Since I mentioned Danes, she was pretty fantastic this week as well. We've been talking about power, and she definitely manifested hers throughout the episode. Agent Carrie is back in full force, and with it is her confidence in putting people in their place, running operations, and dealing with Brody. Other than the kiss, as it's quite clear that her one weakness is this one damned soldier-turned-terrorist.

But maybe the most compelling part of the episode is everything that happens in the prison with Saul. As mentioned, Saul goes to see his friend Elaine from season 1, hoping that she'll know who this mystery Abu Nazir operative is. She claims to know him, but holds out for a room with a window, because she's sick of sitting in a small room 23 hours a day. Saul sympathizes with her, and gets her the room. Elaine then provides a name, and consequently, a location. Quinn heads out to find him, but it turns out to be someone entirely different, a ruse by Elaine to get one last good day before killing herself. Once again, Saul gave her the power, and he sympathized with her, and the whole operation paid the price. But it's a reminder that even terrorists are people, misguided people at that. Just like the operatives, as this whole exercise was a reminder that Saul's been through some stuff himself.

So where are we when the credits start to roll with "The Clearing"? Things are messy on screen. The CIA is nowhere closer to solving Nazir's threat, they're alienating their only lead in Brody, who has to deal with his own problems thanks to his daughter's misdeeds, putting everything in a state of disarray. Meanwhile, Carrie is one kiss away from sleeping with the damned terrorist again, and the terrorists have a crate full of explosives.
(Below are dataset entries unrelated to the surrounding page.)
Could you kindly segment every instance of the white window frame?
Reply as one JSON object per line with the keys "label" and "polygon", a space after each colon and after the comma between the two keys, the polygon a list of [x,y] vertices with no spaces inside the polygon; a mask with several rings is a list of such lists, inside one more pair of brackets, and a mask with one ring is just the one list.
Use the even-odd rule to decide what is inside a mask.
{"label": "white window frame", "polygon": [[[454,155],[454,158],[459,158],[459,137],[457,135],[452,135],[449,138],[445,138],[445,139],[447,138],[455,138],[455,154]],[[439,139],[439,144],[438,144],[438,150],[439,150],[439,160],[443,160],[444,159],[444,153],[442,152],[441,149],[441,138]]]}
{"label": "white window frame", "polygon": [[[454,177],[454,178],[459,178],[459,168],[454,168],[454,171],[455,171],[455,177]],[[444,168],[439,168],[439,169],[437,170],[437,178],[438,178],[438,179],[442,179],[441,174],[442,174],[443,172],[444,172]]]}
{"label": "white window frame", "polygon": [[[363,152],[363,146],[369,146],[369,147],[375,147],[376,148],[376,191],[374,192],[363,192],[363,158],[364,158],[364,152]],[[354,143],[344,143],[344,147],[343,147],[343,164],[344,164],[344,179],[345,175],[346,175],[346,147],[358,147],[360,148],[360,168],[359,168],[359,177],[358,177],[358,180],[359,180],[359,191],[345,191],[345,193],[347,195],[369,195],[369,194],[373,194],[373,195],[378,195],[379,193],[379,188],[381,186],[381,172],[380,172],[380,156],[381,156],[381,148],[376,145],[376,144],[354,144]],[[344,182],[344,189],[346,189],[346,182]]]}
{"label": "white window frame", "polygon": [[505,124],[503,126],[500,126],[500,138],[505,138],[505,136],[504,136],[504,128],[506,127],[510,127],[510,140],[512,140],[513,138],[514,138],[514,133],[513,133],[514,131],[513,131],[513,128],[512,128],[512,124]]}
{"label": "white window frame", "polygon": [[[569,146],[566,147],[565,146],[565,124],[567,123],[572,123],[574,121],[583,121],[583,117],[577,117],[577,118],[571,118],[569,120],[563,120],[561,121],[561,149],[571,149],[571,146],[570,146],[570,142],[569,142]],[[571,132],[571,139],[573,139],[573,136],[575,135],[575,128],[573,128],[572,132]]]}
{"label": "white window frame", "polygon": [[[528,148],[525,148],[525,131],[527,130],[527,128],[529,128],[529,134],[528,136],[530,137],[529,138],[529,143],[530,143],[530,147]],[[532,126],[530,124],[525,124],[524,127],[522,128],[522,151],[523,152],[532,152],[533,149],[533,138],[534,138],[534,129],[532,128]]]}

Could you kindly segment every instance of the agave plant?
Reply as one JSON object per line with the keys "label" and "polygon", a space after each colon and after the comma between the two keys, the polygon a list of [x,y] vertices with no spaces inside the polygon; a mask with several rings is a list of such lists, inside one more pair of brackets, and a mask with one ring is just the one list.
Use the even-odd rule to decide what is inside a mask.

It's messy on screen, but it's a thing of beauty to watch. The writers manage to pull together all these threads, all while throwing in a few callbacks to season one and to the events that took place before the show. Sure, they don't really move forward in the episode, but characters progress tremendously, and we're much clearer on where everyone stands, in terms of power, sympathy, and everything else. As complex as it is , "The Clearing" just works on every level, and gets 9.5 unwitting Arab musicians out of 10.

Notes & Quotes:

  • I've loved the use of the dead/alive boards this season, and this week's was especially well done, with Saul moving Eileen's picture from the scarcely populated alive board to the busy dead board. After spending an episode with her, she's just another picture on the board, a pawn. Who else is going to end up a pawn on the death board by the time the season is up?
  • I know people don't particularly like the Dana storyline, but they weaved it into the main plot nicely this week I thought. It became more than just a 24-style b-plot and something centric to the show, as it showed us how more than anything, Dana is important to Brody. In fact, people have been complaining about it a lot, and I'm not sure why. Hit and runs happen all the time and if anyone's going to try and cover it up, it's a presidential candidate.
  • Danny is still alive, that's a good thing! Meanwhile, Quinn is popping pills like he's Max Payne. Probably not a good thing.
  • I don't particularly have anything against Mike, but watching Carrie emasculate him and tell him to "stand the fuck down" was a thing of beauty.
  • When the woman asked Brody if he ever wanted to just kill himself, it looked like he quite did at that very moment.
  • Did you catch last night's SNL, and what did you think of the Homeland spoof?
Comments 2
Patrick Storto's picture

I do like the Dana storyline, but it just makes me want more and more for Dana to become a casualty in all of this.

I like how they closed up the Eileen storyline, even though they didn't have to. I like that they don't really keep loose ends in the story.

George Prax's picture

About the most shocking thing they could probably do this season is kill Dana, and they might need it based on how this season is going, so you might be right.

And ya, the Eileen thing, tying up loose ends and callbacks to things that already happened is IMO what sets them apart from 24.